Over the past decade, the Myanmar Navy has upgraded its frigates, corvettes and missile boats, and improved its domestic shipyards with help from foreign countries, especially China and Russia. Looking at Thailand and Bangladesh, the Myanmar Navy wants to safeguard its long coastline and foreign and maritime security threats, as well as tackle human trafficking, arms smuggling, terrorism and drug trafficking.
In 2008, Myanmar and Bangladesh sent warships into the Bay of Bengal amid escalating tensions over a vast disputed gas find. And with growing unresolved migration issues along the border, Myanmar military leaders no doubt see Bangladesh as a threat.
In 2001-02, Myanmar engaged in serious military skirmishes with Thailand on the northern border in Mae Sai-Tachilek.

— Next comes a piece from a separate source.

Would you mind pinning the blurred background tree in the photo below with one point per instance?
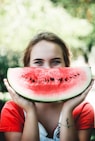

Thailand scrambled F-16 jet fighters in the border region and successfully disrupted communications between commanders and frontline troops. Myanmar’s generals were humiliated and subsequently bought Russian-made MiG-29 jet fighters and missiles, and even sent secret military delegations to North Korea to buy more weapons.
‘Guardian of the State’
According to the 2016 defense strategy paper, in which the military outlined its strategies and policies, one of its key goals is to build a strong, competent and modern patriotic force to serve as the guardian of the state. The military has also improved relations with neighbors including Thailand, Vietnam, China, India, Japan and Russia.
The immediate concern Myanmar and the military face is continuing pressure from the West, including sanctions.
This week, the European Union extended an arms embargo and placed sanctions on 14 top military and border officials. Military spokesperson Brigadier General Zaw Min Tun told the media that most of the military’s weaponry systems come not from the EU, “but from Russia and China, so Myanmar will not be affected very much.”
With Western sanctions on Myanmar remaining in place, Myanmar generals will have zero chance to forge military relations with the U.S., the E.U. and others in the West.
It is true that Myanmar’s generals will have to contend with regional and traditional allies. The military is accused of human rights violations while wanting to retain its national political role. It is impossible that the generals will get a welcome reception in the West.
When it comes to the Bear and the Dragon, history teaches Myanmar’s military leaders that their best bet is to play safe.
Aung Zaw is founding editor-in-chief of The Irrawaddy.